Success hides your mistakes

(written by lawrence krubner, however indented passages are often quotes). You can contact lawrence at: lawrence@krubner.com

This is a great interview with Tim Brady of Yahoo:

Craig : After you closed those first ad sales were you all still freaking out over if this would be viable to not?

Tim : It was probably a full year of discomforting uncertainty. Even after we brought Tim Koogle in, it wasn’t a sure thing. The Internet was a sure thing but Yahoo wasn’t a sure thing. It probably took until the end of ‘95 to guarantee that.

Craig : Interesting. Did how you feel about the company change as you scaled?

Tim : Nope.

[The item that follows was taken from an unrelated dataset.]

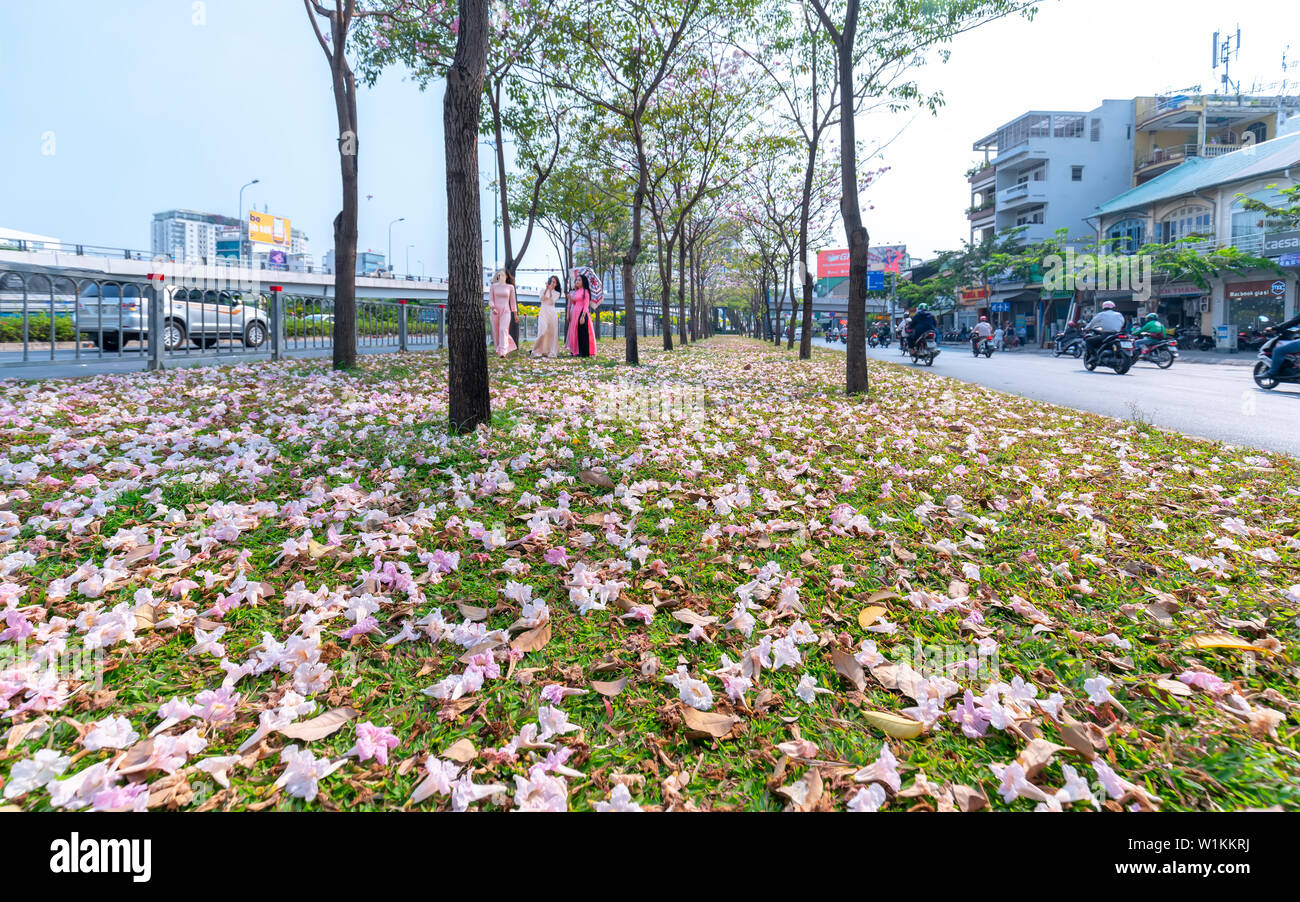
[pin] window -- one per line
(1067, 126)
(1127, 235)
(1186, 221)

I was all in the whole time.

Craig : How long did you stick around?

Tim : I was there until 2003.

Craig : How was it to ride that wave, especially when the bottom fell out in 2000?

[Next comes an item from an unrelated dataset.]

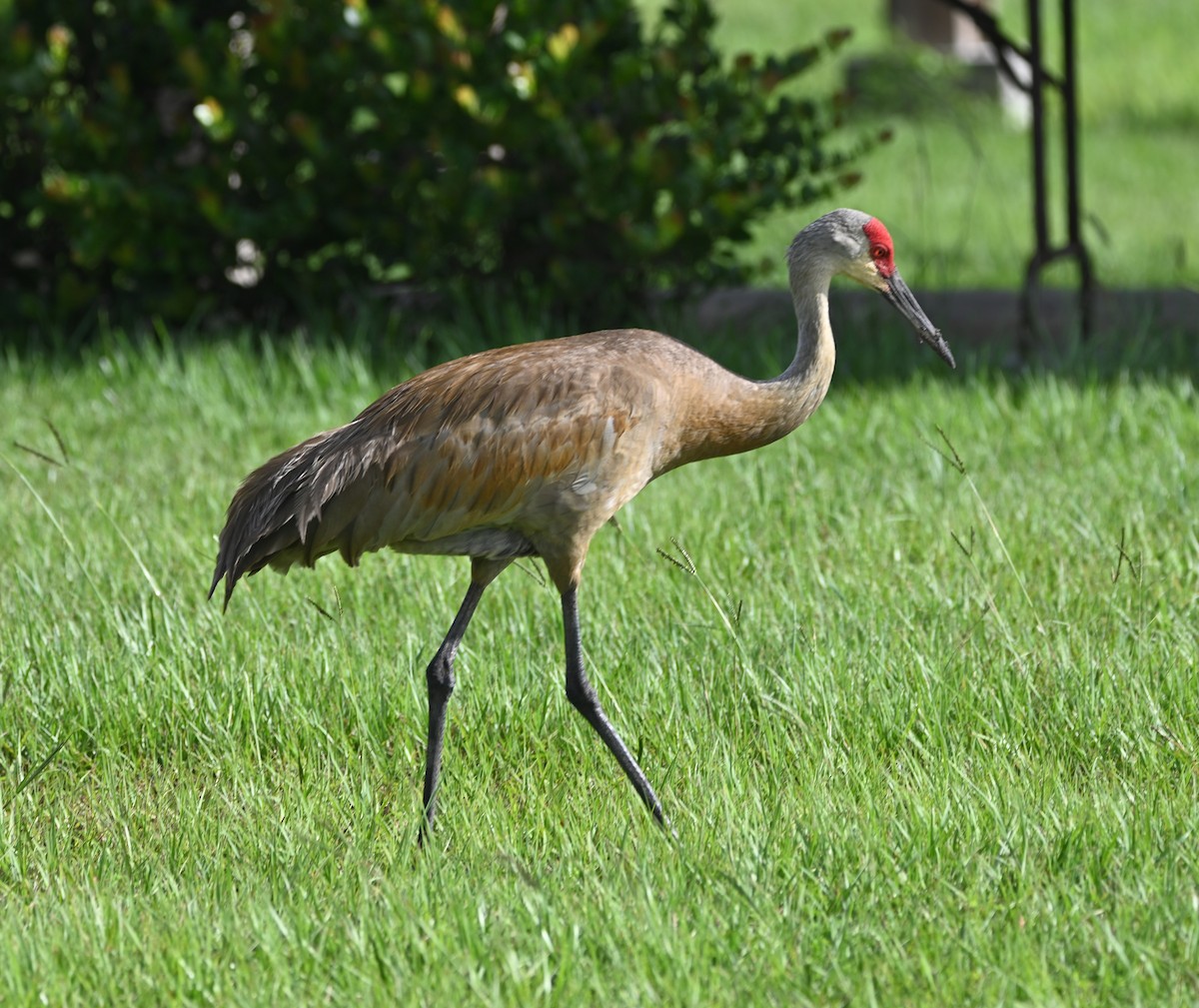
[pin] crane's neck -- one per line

Tim : When things are going well and you’re in a growth industry, you don’t have to deal with many difficult issues. It’s the old cliche, winning solves everything.

Craig : For sure.

Tim : It’s really true. It solves everything… or maybe better said, it masks all your mistakes. A lot of the mistakes you make get masked because you receive almost no negative feedback.

But then the bottom fell out and the board let Tim Koogle go. The upper ranks of management emptied out pretty quick, except for me and the CTO who stuck around. We got a new CEO and set of peers in upper management. Let me just say, I learned a whole lot more about business on the way down than I did on the way up.

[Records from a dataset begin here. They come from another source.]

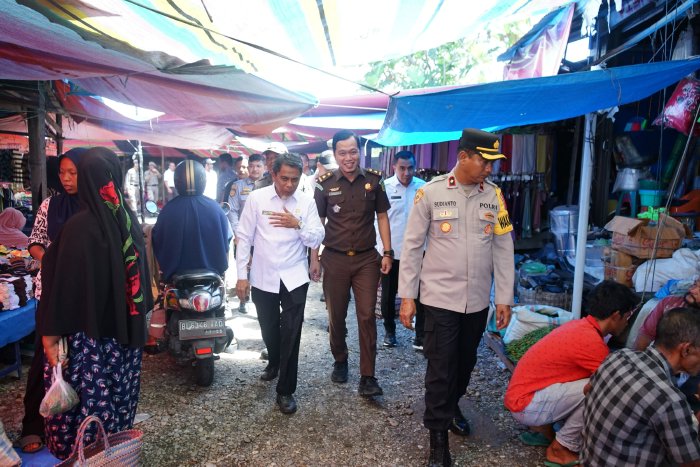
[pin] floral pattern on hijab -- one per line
(113, 199)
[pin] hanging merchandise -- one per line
(680, 108)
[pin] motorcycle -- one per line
(195, 320)
(189, 317)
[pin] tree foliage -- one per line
(448, 64)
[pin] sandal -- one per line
(533, 438)
(568, 464)
(30, 444)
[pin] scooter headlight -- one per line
(201, 301)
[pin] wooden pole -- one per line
(37, 148)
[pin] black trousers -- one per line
(281, 331)
(33, 422)
(390, 287)
(450, 344)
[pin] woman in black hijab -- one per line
(96, 293)
(54, 211)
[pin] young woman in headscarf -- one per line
(53, 212)
(102, 314)
(11, 223)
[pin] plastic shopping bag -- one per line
(61, 397)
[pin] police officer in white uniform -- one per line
(401, 189)
(238, 192)
(464, 219)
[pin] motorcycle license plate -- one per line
(202, 328)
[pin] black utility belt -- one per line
(348, 252)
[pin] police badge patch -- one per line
(419, 195)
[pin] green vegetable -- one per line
(517, 348)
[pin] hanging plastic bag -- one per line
(680, 108)
(61, 397)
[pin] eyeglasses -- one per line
(352, 152)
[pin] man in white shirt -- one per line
(401, 189)
(169, 182)
(212, 179)
(280, 222)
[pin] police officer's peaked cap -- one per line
(482, 142)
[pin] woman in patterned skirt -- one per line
(95, 294)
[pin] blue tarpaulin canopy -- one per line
(441, 116)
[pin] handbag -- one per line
(121, 449)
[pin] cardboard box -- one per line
(619, 266)
(620, 274)
(636, 237)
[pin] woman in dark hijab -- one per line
(54, 211)
(102, 314)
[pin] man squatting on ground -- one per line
(547, 384)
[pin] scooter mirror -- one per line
(226, 207)
(151, 207)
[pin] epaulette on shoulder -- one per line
(376, 172)
(325, 177)
(436, 179)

Craig : When you think back on your time at Yahoo, how do you feel about it?

Tim : Well, I definitely made some of my closest friends there. I compare them to childhood friends. I can pick up the phone and call any of 50 people and talk to them as if no time had passed. It’s a pretty cool feeling.

Craig : That’s really neat.

Tim : It was formative in so many different ways. Granted it was early in my career, but then again most of the entrepreneurs at YC are early in their careers, too. It’s this intense experience where for the first time in your life where you’re defining your own test and seeing if you measure up. You find out a lot about yourself in that environment.

Craig : I imagine it really builds confidence.

Tim : It does.

It was certainly career defining. The financial success was nice, but it was way more than that. The entire process helps define who you are, what you’re good at, what you want to do, and what you think is important.